Frenchs Forest is a suburb on Sydneys northern beaches, approximately 13 kilometres north of the Sydney CBD and is administered by the Northern Beaches Council, the region and also considered to be part of the Forest district and is colloquially known as The Forest.
The suburb is currently going through rezoning which will include a new hospital, town centre, new relocated high school, 2,200 new homes and $500 million to upgrade the roads around the new Northern Beaches Hospital which is due to open on the 30th October, 2018.
Prior to the arrival of the First Fleet in Port Jackson in 1788, the area of land we now know as Frenchs Forest, and surrounding Warringah areas, was the home of the Guringai (Ku-ring-gai) language group of the Garigal clan. Evidence of their habitation remains today in the form of rock engravings, rock art, open campsites, rock shelters, scarred trees and middens. The word Warringah has many interpretations including “sign of rain”, “across the waves” and “sea”.

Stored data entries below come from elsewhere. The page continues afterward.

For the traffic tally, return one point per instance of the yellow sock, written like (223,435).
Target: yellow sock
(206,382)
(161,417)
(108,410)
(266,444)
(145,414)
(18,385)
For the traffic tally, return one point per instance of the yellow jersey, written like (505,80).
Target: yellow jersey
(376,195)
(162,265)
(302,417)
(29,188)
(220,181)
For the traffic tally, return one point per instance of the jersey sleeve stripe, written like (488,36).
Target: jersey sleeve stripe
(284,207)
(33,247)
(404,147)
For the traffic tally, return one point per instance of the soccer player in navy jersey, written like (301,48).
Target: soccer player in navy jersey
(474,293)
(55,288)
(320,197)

European exploration into Warringah began within the first weeks of settlement at Sydney Cove in 1788 Governor Phillip made a number of journeys throughout the area, detailing the landscape, flora and fauna, as well as observing Aboriginal lifestyle and culture. Although nearby Beacon Hill advertises the “Arthur Phillip lookout” at its peak, it is believed by some historians that Phillip’s travels actually took him through Bantry Bay and up into Frenchs Forest to gain views over the area.

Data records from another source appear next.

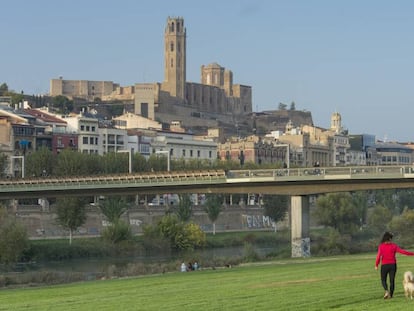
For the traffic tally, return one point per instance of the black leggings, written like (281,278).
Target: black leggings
(386,270)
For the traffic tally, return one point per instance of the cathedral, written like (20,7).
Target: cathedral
(205,104)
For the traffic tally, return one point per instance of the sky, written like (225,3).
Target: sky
(355,57)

In 1853 Simeon Henry Pearce (1821–1886) and his brother James acquired 200 acres (0.81 km2) in this area. The property was later known as Rodborough when it was acquired by James French, a police constable,who also developed the land that became neighbouring Forestville. Despite its relative proximity to Sydney, Frenchs Forest remained predominantly rural throughout the nineteenth century.